- Kwala attack: Part of Mali War
| Date | February 28, 2024 |
| Location | Kwala, Koulikoro Region, Mali |
| Result | JNIM victory |

Belligerents
- Mali: Jama'at Nasr al-Islam wal Muslimin

Strength
- Unknown: 100+ fighters

Casualties and losses
- 30–32 killed (per RFI and JNIM) Several dozen wounded (per RFI) 2 hostages: Unknown

= Kwala attack =

2024 attack in Koulikoro Region, Mali

On February 28, 2024, jihadists from Jama'at Nasr al-Islam wal Muslimin attacked the Malian military camp in Kwala, a village near Mourdiah, Mali. The attack was the first suicide car bombing by the group since 2022, and was part of a campaign by JNIM to expand influence in Koulikoro Region. Over thirty Malian soldiers were killed in the attack.

== Background ==
Jama'at Nasr al-Islam wal Muslimin, al-Qaeda's affiliate in Mali, Burkina Faso, and Niger, has had a presence in the Wagadou Forest on the Malian-Mauritanian border since the late 2000s. The group has attacked Malian forces in towns and bases surrounding the forest throughout the Mali War and before, with a notable attack in the district capital of Nara in 2015. Since late 2023, JNIM has intensified its attacks on Malian forces on areas surrounding the forest, mainly attempting to cut off communication along National Road 4. In October 2023, the group claimed to have captured a Malian and Wagner Group base on the road, and JNIM launched suicide bombers on motorcycles on Malian and Wagner forces on the road in December 2023.

== Attack ==
The attack began early on the morning of February 28 with a suicide bomber in a car exploding at the entrance to the Malian base. Over a hundred jihadists raided the base after the bombing, seizing the camp and overrunning the Malian forces stationed there. JNIM looted weapons, ammunition, and equipment, destroying what they couldn't take away. Malian forces regained control of the base after the jihadists had abandoned it.

Malian officials confirmed the attack in a press release that same day, and stated that Malian forces set out in pursuit of the jihadists and that JNIM bases were located and destroyed near Fallou. AFP stated that due to the remoteness of the area around Kwala, details by JNIM and Malian officials were difficult to independently corroborate.

== Aftermath ==
The suicide vehicle bombing utilized by JNIM in the attack was the first of its kind in the country since July 2022. The attack as a whole was a continuation of JNIM's campaign to expand influence in Koulikoro Region and break down Malian presence on National Road 4.
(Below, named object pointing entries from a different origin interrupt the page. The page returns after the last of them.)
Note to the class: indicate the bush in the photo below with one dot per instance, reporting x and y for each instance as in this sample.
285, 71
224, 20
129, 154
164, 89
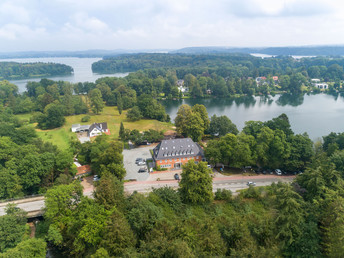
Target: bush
223, 194
85, 119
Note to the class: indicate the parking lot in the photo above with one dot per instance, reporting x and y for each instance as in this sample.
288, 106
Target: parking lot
129, 157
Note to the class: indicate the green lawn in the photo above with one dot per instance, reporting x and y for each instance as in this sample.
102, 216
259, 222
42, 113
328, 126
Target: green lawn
61, 136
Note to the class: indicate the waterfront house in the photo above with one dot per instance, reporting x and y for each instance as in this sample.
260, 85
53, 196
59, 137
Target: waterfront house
176, 152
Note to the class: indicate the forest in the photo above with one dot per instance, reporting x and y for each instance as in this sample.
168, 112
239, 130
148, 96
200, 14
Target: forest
235, 64
302, 219
14, 70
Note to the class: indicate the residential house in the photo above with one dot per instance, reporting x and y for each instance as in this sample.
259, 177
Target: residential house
176, 152
321, 85
260, 80
183, 89
77, 128
97, 129
92, 130
315, 80
180, 83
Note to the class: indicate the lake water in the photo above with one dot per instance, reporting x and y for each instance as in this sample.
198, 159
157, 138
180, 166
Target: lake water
318, 115
82, 70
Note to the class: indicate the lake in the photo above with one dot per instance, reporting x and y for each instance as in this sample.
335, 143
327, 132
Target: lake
318, 115
82, 70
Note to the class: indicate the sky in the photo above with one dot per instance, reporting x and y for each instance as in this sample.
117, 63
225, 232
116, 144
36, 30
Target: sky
46, 25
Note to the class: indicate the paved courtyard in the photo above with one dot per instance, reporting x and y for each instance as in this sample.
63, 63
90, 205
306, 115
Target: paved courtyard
129, 157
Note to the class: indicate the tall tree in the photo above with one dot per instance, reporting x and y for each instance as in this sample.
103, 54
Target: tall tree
97, 103
119, 103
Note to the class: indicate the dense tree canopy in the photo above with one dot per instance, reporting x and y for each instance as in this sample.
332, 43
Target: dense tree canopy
14, 70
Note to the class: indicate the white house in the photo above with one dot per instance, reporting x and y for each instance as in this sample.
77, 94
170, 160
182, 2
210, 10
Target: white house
92, 130
180, 83
77, 128
97, 129
321, 85
183, 89
315, 80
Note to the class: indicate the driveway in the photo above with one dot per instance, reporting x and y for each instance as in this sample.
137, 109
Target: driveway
129, 157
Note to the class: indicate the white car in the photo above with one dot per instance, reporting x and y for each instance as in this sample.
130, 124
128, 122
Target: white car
278, 172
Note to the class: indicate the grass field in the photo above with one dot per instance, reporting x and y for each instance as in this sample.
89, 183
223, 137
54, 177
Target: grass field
61, 136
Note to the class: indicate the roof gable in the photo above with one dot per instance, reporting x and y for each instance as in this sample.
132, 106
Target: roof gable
177, 148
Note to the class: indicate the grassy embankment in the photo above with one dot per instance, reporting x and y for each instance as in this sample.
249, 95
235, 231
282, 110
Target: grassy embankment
61, 136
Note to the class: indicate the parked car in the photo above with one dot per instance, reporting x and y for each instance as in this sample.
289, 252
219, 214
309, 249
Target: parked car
278, 172
142, 170
141, 163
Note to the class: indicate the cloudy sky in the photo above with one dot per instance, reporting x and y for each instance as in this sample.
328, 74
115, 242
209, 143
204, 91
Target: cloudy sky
167, 24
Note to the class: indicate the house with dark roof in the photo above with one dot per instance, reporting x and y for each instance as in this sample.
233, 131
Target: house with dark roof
176, 152
92, 130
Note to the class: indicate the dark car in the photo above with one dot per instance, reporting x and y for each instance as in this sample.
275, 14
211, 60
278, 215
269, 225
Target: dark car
142, 170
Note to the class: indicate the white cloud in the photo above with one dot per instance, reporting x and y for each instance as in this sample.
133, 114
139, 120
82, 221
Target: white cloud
14, 13
111, 24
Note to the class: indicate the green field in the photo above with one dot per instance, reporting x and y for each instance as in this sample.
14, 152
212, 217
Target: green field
61, 136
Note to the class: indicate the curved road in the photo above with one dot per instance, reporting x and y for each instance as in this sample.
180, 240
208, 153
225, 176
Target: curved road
35, 205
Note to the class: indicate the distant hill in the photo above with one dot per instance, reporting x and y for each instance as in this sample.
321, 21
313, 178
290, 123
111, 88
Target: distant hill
13, 70
297, 51
284, 51
81, 54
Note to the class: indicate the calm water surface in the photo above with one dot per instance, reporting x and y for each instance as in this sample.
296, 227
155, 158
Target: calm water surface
318, 115
81, 66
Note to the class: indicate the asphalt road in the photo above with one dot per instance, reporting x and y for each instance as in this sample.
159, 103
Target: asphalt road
232, 183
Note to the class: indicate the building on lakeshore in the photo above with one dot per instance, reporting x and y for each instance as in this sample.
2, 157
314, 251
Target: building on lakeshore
174, 153
321, 85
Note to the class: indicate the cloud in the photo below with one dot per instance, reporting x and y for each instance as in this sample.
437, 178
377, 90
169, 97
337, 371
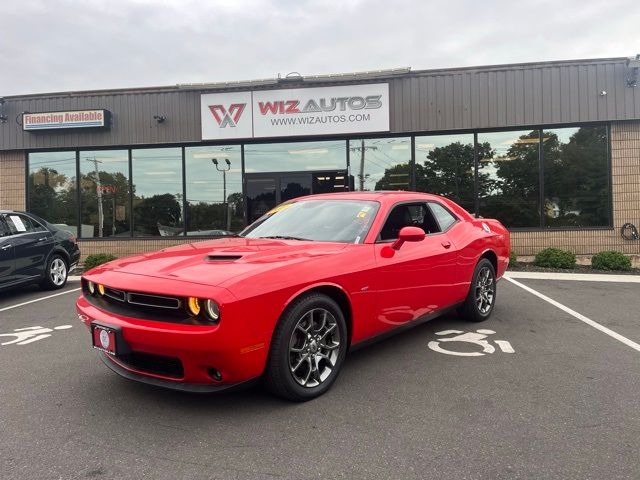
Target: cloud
78, 45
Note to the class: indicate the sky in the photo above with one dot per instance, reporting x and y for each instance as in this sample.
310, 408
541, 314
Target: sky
65, 45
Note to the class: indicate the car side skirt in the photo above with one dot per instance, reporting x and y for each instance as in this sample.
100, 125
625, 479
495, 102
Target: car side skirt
403, 328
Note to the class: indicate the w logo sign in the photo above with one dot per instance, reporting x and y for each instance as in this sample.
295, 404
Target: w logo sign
228, 117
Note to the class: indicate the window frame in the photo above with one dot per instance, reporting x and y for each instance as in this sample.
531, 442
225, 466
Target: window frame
425, 202
344, 138
456, 219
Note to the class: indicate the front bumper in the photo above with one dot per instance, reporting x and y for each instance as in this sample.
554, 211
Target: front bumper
118, 368
211, 358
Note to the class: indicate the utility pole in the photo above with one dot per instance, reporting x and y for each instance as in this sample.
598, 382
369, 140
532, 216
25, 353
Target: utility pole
362, 149
224, 171
95, 162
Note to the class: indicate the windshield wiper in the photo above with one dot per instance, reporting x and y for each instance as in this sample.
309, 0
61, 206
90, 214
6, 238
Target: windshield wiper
287, 237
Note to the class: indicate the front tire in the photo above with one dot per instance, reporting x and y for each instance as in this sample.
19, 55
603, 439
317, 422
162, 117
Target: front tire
481, 299
308, 348
56, 273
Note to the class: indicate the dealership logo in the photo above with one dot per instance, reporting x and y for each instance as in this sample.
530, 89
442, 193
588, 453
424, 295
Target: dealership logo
227, 117
320, 105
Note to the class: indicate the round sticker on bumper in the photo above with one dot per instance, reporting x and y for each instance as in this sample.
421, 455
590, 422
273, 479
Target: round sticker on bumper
104, 339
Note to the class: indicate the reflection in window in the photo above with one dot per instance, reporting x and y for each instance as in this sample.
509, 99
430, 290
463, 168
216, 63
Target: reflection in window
509, 177
576, 181
157, 192
214, 189
293, 157
445, 166
104, 193
381, 163
52, 188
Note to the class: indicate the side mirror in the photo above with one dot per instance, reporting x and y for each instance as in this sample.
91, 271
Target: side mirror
408, 234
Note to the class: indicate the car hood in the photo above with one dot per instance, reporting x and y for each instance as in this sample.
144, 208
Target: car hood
216, 261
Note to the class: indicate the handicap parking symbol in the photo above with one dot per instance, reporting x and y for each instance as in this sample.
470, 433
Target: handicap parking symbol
479, 338
24, 336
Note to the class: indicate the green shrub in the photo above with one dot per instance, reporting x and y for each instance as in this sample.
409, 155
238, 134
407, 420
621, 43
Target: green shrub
555, 258
610, 260
97, 259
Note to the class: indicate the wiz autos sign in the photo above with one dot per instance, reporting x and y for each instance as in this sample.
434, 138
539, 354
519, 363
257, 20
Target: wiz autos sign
295, 112
70, 119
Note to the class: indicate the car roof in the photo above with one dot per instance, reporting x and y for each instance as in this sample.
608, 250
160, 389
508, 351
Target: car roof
378, 195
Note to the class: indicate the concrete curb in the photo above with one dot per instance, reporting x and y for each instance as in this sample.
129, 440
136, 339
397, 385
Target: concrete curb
581, 277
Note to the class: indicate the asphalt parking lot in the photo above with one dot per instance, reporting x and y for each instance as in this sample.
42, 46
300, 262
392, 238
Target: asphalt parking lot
554, 398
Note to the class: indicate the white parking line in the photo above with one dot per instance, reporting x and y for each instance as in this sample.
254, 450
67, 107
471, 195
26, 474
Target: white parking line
39, 299
582, 318
582, 277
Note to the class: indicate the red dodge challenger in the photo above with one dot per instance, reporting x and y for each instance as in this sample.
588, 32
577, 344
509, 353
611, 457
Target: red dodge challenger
287, 298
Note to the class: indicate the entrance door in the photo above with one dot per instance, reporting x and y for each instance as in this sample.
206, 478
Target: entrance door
266, 190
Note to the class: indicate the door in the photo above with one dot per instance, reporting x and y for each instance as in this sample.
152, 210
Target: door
7, 257
31, 243
420, 277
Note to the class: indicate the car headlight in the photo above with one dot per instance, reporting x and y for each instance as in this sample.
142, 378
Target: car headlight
212, 310
194, 305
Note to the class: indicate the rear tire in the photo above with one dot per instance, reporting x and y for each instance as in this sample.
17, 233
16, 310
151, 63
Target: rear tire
481, 298
56, 273
308, 348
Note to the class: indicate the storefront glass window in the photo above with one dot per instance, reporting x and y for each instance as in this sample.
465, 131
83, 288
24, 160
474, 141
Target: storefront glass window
509, 177
157, 192
445, 166
52, 188
381, 163
576, 177
104, 193
294, 157
214, 192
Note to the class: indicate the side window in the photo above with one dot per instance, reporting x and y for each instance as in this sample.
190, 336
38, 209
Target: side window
408, 215
443, 216
4, 228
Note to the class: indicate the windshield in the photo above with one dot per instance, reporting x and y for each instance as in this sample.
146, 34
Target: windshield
345, 221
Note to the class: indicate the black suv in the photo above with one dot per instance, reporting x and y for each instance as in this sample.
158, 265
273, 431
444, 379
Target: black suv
34, 251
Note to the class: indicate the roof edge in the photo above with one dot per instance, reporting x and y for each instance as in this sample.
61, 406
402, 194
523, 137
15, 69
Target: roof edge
313, 79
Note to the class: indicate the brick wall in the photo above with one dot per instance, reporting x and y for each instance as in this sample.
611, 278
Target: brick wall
12, 194
625, 177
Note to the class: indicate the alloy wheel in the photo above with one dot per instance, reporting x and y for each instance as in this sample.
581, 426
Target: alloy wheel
485, 290
314, 347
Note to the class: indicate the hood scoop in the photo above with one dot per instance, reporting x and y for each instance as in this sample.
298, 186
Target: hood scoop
222, 258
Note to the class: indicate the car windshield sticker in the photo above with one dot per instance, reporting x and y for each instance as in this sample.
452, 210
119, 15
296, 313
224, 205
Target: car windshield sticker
277, 209
17, 221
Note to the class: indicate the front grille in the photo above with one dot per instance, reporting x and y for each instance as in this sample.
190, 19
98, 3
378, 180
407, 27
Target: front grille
157, 301
156, 364
118, 295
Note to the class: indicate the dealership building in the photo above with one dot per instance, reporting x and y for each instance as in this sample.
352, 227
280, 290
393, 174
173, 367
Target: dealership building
551, 149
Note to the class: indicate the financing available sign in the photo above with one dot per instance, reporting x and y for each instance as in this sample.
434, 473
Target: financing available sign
66, 119
295, 112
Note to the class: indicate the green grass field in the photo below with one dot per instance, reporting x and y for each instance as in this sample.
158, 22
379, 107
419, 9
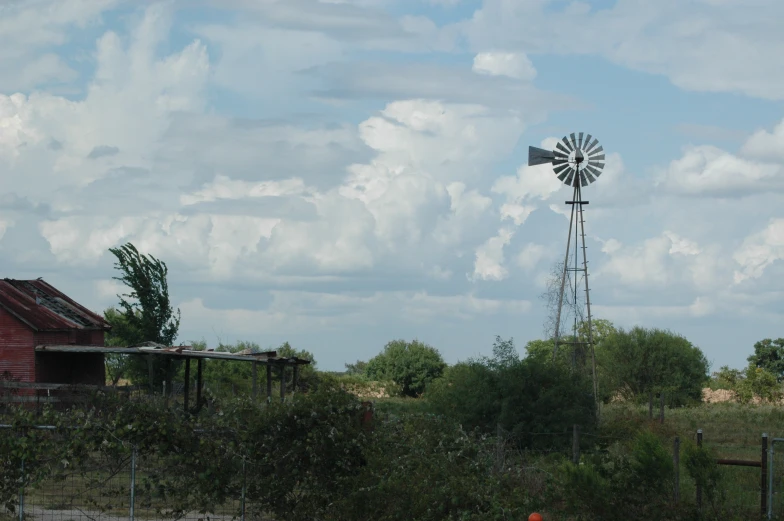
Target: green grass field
734, 431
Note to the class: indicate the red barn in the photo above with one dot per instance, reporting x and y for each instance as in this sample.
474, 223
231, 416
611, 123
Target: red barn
33, 313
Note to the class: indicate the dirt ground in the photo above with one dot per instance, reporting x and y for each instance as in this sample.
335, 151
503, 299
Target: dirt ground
724, 395
32, 513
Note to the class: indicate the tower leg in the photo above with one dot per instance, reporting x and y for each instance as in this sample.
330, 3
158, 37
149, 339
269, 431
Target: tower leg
588, 305
563, 276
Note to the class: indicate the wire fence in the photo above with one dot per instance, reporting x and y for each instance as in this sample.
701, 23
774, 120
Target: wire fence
121, 482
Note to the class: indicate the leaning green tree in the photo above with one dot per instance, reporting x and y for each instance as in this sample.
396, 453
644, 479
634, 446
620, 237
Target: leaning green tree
145, 313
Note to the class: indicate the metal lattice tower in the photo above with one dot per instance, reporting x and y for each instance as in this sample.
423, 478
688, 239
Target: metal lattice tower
577, 162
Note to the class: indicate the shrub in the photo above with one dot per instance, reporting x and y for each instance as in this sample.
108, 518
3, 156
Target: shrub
411, 365
629, 481
760, 383
429, 469
525, 397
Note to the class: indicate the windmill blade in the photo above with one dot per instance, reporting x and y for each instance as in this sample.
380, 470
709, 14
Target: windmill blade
561, 168
596, 151
562, 148
586, 143
595, 164
539, 156
595, 171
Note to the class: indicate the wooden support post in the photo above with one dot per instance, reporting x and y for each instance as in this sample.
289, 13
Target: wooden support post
199, 374
186, 389
282, 382
151, 374
699, 486
168, 377
764, 477
296, 379
576, 444
650, 405
269, 383
676, 465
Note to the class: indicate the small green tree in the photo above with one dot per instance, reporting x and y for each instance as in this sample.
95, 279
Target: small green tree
757, 382
769, 355
358, 368
525, 397
411, 365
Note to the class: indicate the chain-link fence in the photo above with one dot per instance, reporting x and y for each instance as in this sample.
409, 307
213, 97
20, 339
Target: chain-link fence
114, 482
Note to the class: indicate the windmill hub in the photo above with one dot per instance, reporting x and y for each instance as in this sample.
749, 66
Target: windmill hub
577, 159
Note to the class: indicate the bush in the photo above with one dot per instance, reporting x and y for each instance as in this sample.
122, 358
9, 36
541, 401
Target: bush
760, 383
411, 365
632, 481
429, 469
525, 397
641, 362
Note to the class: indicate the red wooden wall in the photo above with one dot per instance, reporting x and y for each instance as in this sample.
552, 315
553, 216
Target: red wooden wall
17, 354
19, 361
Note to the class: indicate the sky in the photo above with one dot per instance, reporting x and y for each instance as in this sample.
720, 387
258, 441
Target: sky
342, 173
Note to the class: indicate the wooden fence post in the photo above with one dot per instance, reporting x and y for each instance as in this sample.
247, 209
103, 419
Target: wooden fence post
576, 444
764, 477
699, 486
269, 382
676, 465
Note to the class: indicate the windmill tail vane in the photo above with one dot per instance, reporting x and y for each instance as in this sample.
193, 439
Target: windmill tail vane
577, 160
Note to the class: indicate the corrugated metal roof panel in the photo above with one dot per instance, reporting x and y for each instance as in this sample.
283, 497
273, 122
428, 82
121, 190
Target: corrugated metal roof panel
44, 308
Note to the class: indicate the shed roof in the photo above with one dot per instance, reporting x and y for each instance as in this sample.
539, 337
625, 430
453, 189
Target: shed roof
267, 357
44, 308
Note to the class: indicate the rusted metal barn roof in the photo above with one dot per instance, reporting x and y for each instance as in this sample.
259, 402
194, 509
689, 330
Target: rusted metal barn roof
44, 308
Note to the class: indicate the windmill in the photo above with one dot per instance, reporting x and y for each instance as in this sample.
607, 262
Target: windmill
577, 162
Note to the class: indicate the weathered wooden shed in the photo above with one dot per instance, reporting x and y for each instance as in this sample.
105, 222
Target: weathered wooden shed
34, 313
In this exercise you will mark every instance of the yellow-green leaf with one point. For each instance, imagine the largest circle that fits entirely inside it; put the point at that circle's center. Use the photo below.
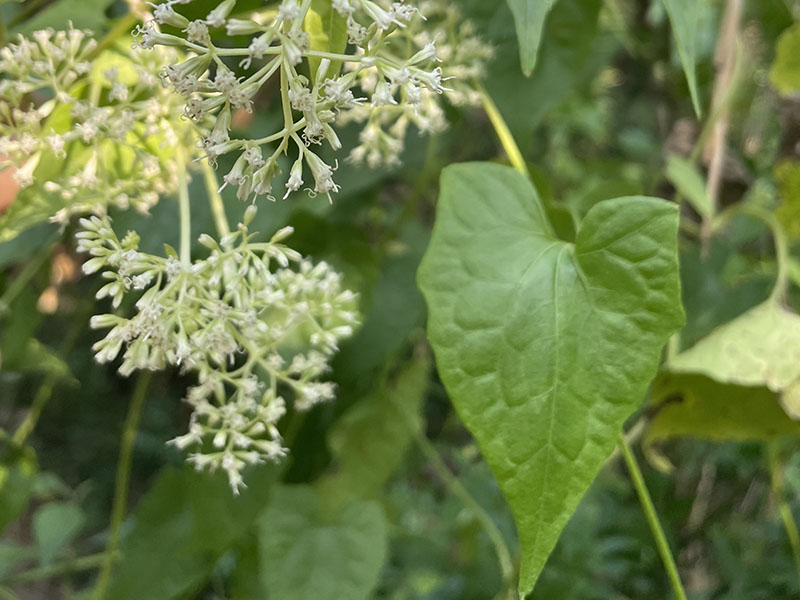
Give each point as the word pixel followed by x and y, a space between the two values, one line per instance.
pixel 696 406
pixel 759 348
pixel 785 71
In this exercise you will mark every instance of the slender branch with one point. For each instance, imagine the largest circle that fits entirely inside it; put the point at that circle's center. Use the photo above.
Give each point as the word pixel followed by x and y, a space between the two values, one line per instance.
pixel 123 482
pixel 215 199
pixel 725 59
pixel 785 511
pixel 458 490
pixel 185 208
pixel 503 132
pixel 652 519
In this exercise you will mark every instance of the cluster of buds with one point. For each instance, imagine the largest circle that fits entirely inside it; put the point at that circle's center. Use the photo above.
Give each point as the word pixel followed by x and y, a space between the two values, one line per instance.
pixel 254 321
pixel 464 59
pixel 383 54
pixel 83 129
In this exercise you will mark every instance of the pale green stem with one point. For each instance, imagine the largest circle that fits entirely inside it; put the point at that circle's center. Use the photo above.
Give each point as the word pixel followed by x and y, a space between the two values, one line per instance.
pixel 785 511
pixel 185 209
pixel 652 519
pixel 215 199
pixel 458 490
pixel 122 484
pixel 503 133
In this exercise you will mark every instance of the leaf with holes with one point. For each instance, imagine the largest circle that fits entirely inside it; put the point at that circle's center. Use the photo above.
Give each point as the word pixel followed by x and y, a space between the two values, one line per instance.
pixel 546 347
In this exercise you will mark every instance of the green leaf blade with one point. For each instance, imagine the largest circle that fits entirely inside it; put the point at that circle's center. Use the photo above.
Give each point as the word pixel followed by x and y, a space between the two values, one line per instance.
pixel 529 19
pixel 545 347
pixel 307 553
pixel 684 16
pixel 760 347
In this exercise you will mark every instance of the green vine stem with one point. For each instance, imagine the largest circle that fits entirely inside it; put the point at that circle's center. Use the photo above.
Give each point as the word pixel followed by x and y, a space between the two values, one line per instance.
pixel 215 199
pixel 785 511
pixel 652 518
pixel 45 392
pixel 503 132
pixel 123 481
pixel 459 491
pixel 778 235
pixel 185 208
pixel 725 60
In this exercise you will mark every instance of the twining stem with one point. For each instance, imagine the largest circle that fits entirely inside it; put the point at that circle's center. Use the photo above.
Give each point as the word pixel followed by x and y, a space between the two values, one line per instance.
pixel 123 481
pixel 458 490
pixel 725 59
pixel 215 199
pixel 778 235
pixel 652 518
pixel 503 132
pixel 185 208
pixel 776 481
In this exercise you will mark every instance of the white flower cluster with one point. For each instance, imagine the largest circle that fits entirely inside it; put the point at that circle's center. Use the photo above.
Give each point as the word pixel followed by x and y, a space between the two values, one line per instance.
pixel 99 130
pixel 254 322
pixel 464 58
pixel 392 67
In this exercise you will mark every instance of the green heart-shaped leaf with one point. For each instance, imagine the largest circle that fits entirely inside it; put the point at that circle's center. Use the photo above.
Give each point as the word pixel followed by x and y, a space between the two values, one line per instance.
pixel 546 347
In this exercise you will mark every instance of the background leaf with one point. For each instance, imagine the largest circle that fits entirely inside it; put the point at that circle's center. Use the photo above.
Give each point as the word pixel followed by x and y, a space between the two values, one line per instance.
pixel 684 16
pixel 529 16
pixel 328 32
pixel 54 526
pixel 307 554
pixel 696 406
pixel 761 347
pixel 688 180
pixel 546 347
pixel 785 71
pixel 181 528
pixel 370 441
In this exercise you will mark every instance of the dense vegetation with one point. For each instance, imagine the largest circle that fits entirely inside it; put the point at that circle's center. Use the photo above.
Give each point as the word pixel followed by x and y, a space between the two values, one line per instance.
pixel 323 299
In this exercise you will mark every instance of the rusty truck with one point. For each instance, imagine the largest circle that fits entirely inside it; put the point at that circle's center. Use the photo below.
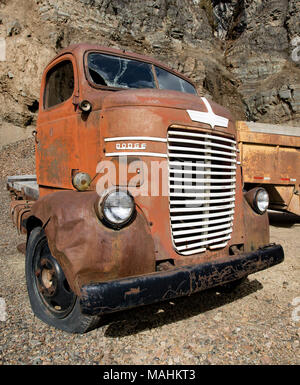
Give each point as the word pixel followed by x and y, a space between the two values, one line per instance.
pixel 270 158
pixel 175 222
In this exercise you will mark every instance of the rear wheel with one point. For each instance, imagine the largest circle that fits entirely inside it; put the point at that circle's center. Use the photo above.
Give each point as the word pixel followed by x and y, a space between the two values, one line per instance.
pixel 51 297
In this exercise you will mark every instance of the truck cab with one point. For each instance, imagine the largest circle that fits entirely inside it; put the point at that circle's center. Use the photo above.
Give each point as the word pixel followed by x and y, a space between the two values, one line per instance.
pixel 140 191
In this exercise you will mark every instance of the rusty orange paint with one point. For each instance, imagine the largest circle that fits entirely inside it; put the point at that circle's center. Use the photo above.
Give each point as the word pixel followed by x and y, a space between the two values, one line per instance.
pixel 68 140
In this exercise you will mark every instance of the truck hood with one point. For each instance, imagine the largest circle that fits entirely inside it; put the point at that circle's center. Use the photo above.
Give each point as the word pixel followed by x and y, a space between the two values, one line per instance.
pixel 161 98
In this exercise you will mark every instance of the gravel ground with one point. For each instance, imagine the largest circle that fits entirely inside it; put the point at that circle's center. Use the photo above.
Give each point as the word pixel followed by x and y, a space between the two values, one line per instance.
pixel 256 324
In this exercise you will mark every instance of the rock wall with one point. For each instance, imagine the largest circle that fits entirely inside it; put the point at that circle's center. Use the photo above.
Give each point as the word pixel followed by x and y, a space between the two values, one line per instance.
pixel 237 52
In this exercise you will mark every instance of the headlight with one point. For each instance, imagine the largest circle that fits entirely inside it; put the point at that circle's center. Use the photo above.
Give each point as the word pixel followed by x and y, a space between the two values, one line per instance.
pixel 117 208
pixel 81 181
pixel 261 201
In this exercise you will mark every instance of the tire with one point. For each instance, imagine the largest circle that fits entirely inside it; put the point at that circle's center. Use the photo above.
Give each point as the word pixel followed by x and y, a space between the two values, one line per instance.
pixel 231 286
pixel 51 298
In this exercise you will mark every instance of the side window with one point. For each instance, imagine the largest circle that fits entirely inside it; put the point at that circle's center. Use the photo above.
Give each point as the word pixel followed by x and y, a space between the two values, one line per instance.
pixel 59 84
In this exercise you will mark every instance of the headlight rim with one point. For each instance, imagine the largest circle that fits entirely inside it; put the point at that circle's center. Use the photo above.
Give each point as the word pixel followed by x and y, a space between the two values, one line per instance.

The Malian army did not report any casualties from the attack, with AFP noting that Malian officials no longer report casualties in attacks any more. RFI, citing local medical and civilian sources, stated that between thirty and thirty-two Malian soldiers were killed. Several dozen soldiers were wounded or missing as well. JNIM corroborated these numbers, stating that over thirty Malian soldiers were killed. On March 4, JNIM released images of two Malian prisoners of war.